Fazit: Man kann sehr wohl, wie man sieht, beeindruckende Aufnahmen mit so einem preiswerten Refraktor erreichen. Diese Ergebnisse haben mich motiviert, verstärkt Refraktoren einzusetzen. Die Ergebnisse werde ich natürlich in meiner Bildergalerie veröffentlichen. Ein mindestens zehn mal teuerer Apo liefert kein zehn mal bessere Qualität, der Vorsprung ist marginal, vorausgesetzt, der preiswerte Refraktor ist deutlich beugungsbegrenzt, was bei Teleskopen in der Regel der Fall ist, wenn diese vor der Auslieferung geprüft und ggf. justiert wurden. Schließlich werden auch Edelgeräte erheblich optisch ausgebremst durch atmosphärisches Seeing, aber auch Tubus- und Bodenseeing sind weitere Bremsen.
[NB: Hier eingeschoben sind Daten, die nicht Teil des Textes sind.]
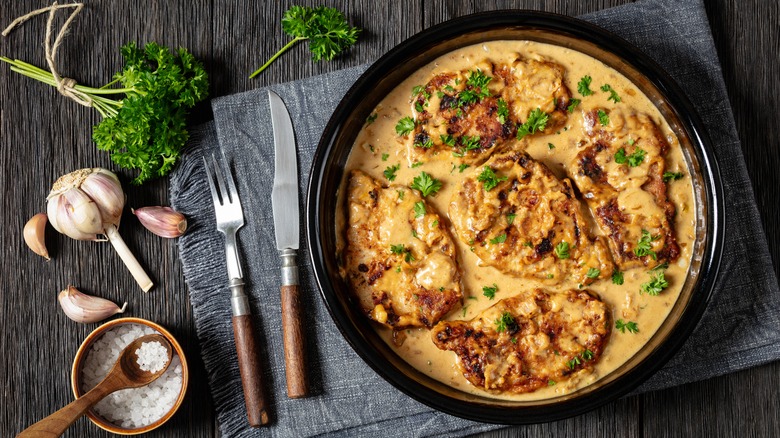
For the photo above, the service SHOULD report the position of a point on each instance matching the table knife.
(284, 200)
Was nutzt ein vorbildlicher Spotdurchmesser eines Sterns nahe am Rand, wenn das Seeing diesen auf ein Vielfaches aufbläht? Eine ähnliche Argumentation verwenden gerne Spiegelliebhaber, die zu Recht sagen, die Obstruktion verschlechtert relativ gesehen am wenigsten das Bild im Vergleich zu den Seeingarten. Schließlich können Edelteleskope ihre optische Leistung nur im Weltraum ausspielen, also jenseits unserer Möglichkeiten. Natürlich bieten teurere Geräte wesentlich bessere mechanische Merkmale, so daß mein Ergebnis niemals lauten kann: 220 € reichen für eine Optik! Meine Kernaussage soll sein, wer sich mehr nicht leisten kann, für den ist ein solches günstiges Einsteigergerät eine Empfehlung, man kann damit schon eine Menge erleben, wie ich aufgezeigt habe es ist kein rausgeschmissenes Geld wie etwa ein Newton mit f/4 Kugelspiegel.